Sub Swara :: Triggers
2009 ended on quite a high note for the New York, by way of Brooklyn, collective of Sub Swara. Their debut, Coup d'Yah, achieved exactly what it set out to – 12 of the most soundsystem friendly dubstep, dreadbass and dancehall inspired cuts created outside of the reigning birthplace of urban music – London. In their first full-length, the 4 pivotal characters outdid just about everyone in terms of creating something iconic and truly global in their love for its bass and electronic roots.
Seems like much has changed by way of the young lads. Sub Swara is now down to 2 central producers – Dhruva Ganesan and Dave Sharma, who anyway were the pilots the first time around. Triggers, while squarely landing in proper Sub Swara territory, is a different natured beast than Coup d'Yah was. The inspirations are largely hip-hop this time around as opposed to the dancehall leanings of the first LP. Gone also is the gruff vocals of the omnipresent Juakali, now replaced by the stalwarts of the underground US hip-hop scene, Dead Prez and Lyrics Born, among others. The beats are harder, more focused, and still as dancefloor oriented as ever – perhaps a testament to how confident and prolific the two have become as producers. Sub Swara isn't for the faint of heart or for headphone jockeys. It's for ravers who can appreciate the hip-hop history of drum n' bass and the low-end frequencies of dub and its much more recent incarnation, dubstep.

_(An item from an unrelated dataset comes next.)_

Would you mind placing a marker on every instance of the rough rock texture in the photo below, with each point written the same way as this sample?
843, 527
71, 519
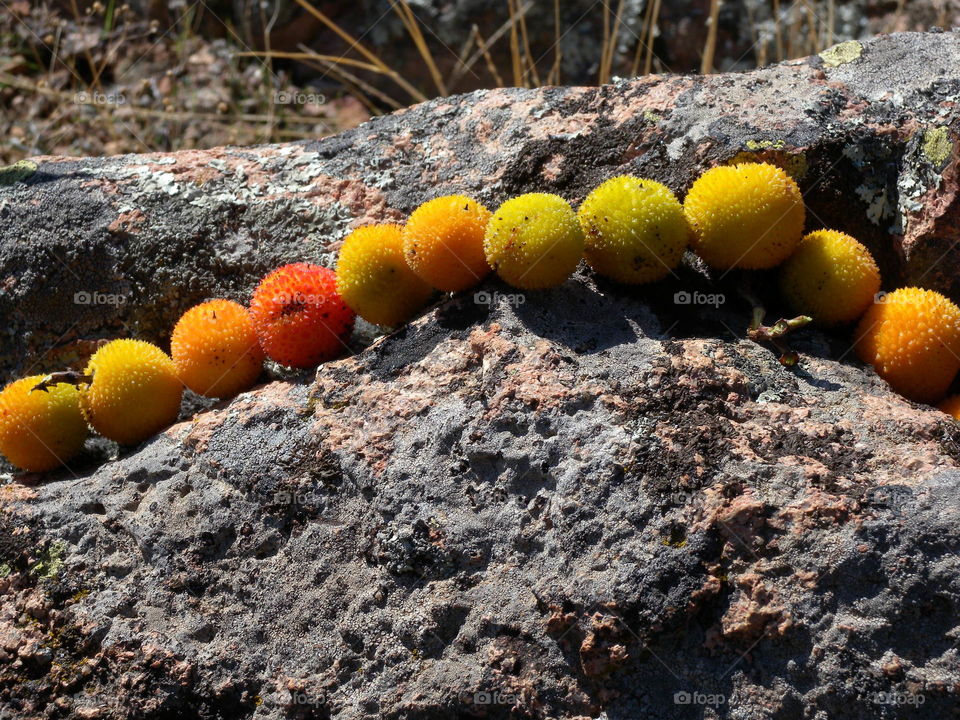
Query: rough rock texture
587, 502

Singles "Bend You" and "Steam" are full throttle genre-blurring bangers which go from A to B and tempos within so few minutes that you're clearly left wondering where the dub left off and the breaks began. This isn't your run-of-the-mill bass heavy electronica – it's the thinking man's version of it. One of the reasons why these tracks work so well is because of the musicality involved with each note – both Dhruva and Sharmaji are percussionists and the beats are reflective of that. The tribal and jungle (the precursor to drum n' bass, not the tree kind) inspired "Steam" is a marauding of drums that switches to dubstep three minutes in and just as easily discovers its jungle heart before the track winds down. "Tambores" is a fusion of baile funk, the frenetic rhythms born out of Brazil's favelas but more recently made famous by M.I.A., and percussion heavy dance beats.
A personal favorite and obvious future single, "Vagabond Knowledge", is all rattling bass and echoing electronics that suggest Photek with more dance sensibility, it's also perhaps the one time on the album where Sub Swara's South Asian-ness is on display. Clearly one of the more innovative electronica tracks of our time.
Turntablist and former Sub Swara cohort Sunder provides his trademark scratches on the electronic hip-hop of "October" and showcases a Sub Swara element essential to its live avatar and one that's given it a cult following amongst the alternative dance festival circuit. The boys are no strangers to far flung and exotic sounds – Coup d'Yah had "Belgrade Riddim", a Balkan centric beat-fest and one that led up to, in our opinion, perhaps their strongest remix to date – Balkan Beat Box's "Balkumbia". "Bird of Paradise" is its closest relative with its live instrumentation courtesy of the much praised, with good reason, global funk band, Antibalas.
The astounding guest appearances continue with Shamik Bilgi's beatboxing on "Schemes", an intense, menace of a track rounded off by the sickest electronic squelches heard this side of Bassnectar.
To call Triggers a dubstep LP, as most journalists are bound to when it releases, would be doing a severe injustice as "an electronic hip-hop opus" would be a more apt description. Of course, one can argue that this kind of bass heavy music borrows liberally from every low-end genre coming before it but as compared to its predecessor, this album is more b-boy than raver. Which works just fine for us as it shows just how critical Sub Swara is to keeping urban music alive, radical and rebellious into 2011 and onwards.